La modulation de l’âge de départ à la retraite en fonction de la durée de cotisation est considérée comme plus juste socialement que la fixation d’un âge pivot identique pour tous par l’ensemble des catégories d’âges, des catégories sociales et des électorats. Ce soutien est le plus prononcé chez les retraités (72 %) et chez les électeurs de François Fillon au 1er tour de l’élection présidentielle de 2017 (72 %).
 

Des Français sont divisés sur l’impact des négociations avec les partenaires sociaux

Interrogés sur la négociation avec les partenaires sociaux dans le cadre de la réforme des retraites prévue par l’exécutif :

  • 56 % des Français estiment que la négociation avec les partenaires sociaux va ralentir le lancement de la réforme des retraites,
  • 55 % qu’elle va permettre une meilleure prise en compte des besoins des Français,
  • 46 % qu’elle va augmenter le soutien des Français à la réforme des retraites,
  • Et 43 % qu’elle va dénaturer et changer le contenu de la réforme des retraites.

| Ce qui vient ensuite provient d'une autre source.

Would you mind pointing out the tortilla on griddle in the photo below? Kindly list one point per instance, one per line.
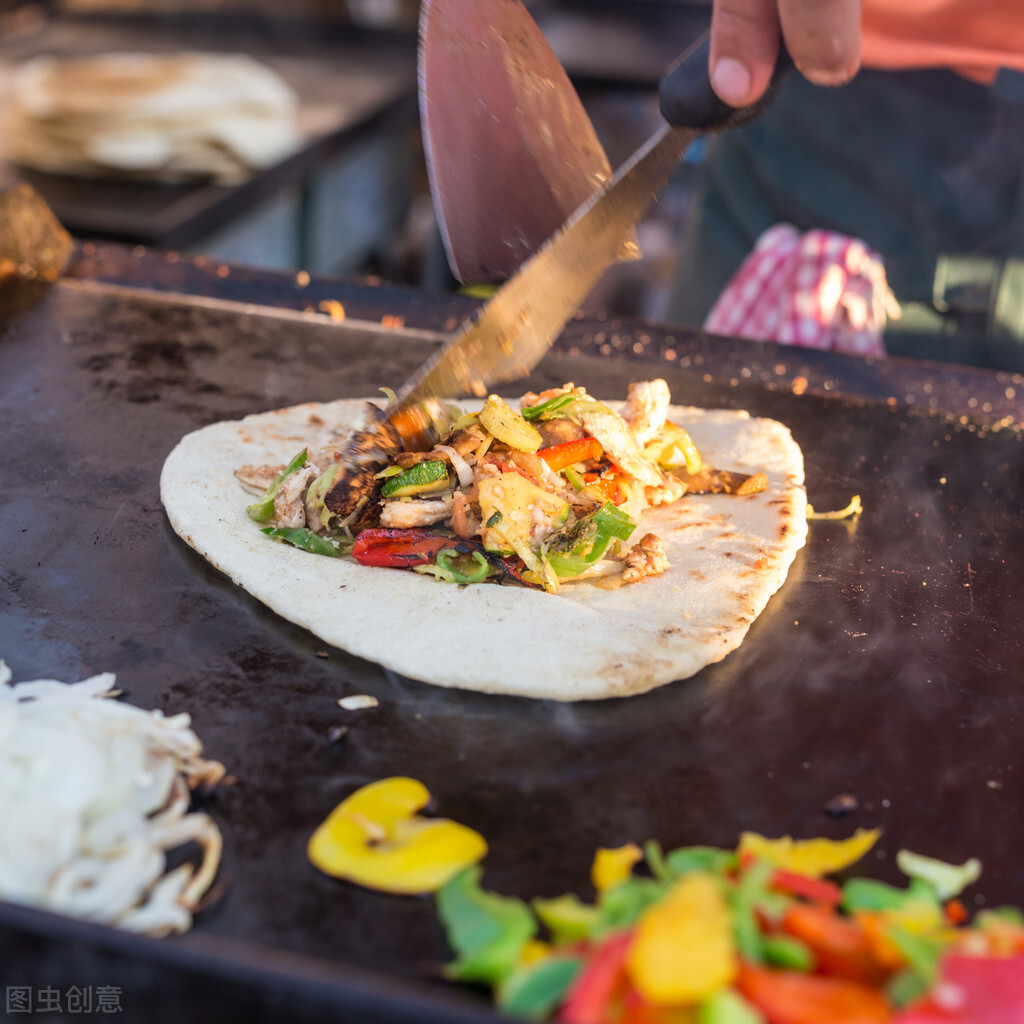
(728, 555)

Les électeurs d’Emmanuel Macron au 1er tour de l’élection présidentielle de 2017 expriment des opinions ambivalentes vis-à-vis de la négociation avec les partenaires sociaux :

  • ils sont 71 % à juger que la négociation avec les partenaires sociaux va permettre une meilleure prise en compte des besoins des Français et 62 % à considérer qu’une négociation avec les partenaires sociaux va augmenter le soutien des Français à la réforme des retraites ;
  • mais ils sont aussi 76 % à estimer que la négociation avec les partenaires sociaux va ralentir le lancement de la réforme des retraites.

Alors que les électeurs de François Fillon se distinguent par une opinion plus négative des conséquences de cette négociation sur la réforme : ils sont 68 % à estimer que la négociation avec les partenaires sociaux va ralentir le lancement de la réforme des retraites, et 52 % à juger que celle-ci va dénaturer et changer le contenu de la réforme.

À l’opposé, les électeurs de Benoît Hamon et de Jean-Luc Mélenchon expriment davantage des opinions positives vis-à-vis de la négociation avec les partenaires sociaux puisque ils sont respectivement 70 % et 62 % à estimer que cette négociation va permettre une meilleure prise en compte des besoins des Français. Enfin, les électeurs de Marine Le Pen et les abstentionnistes n’expriment pas d’opinion tranchée sur les négociations avec les partenaires sociaux.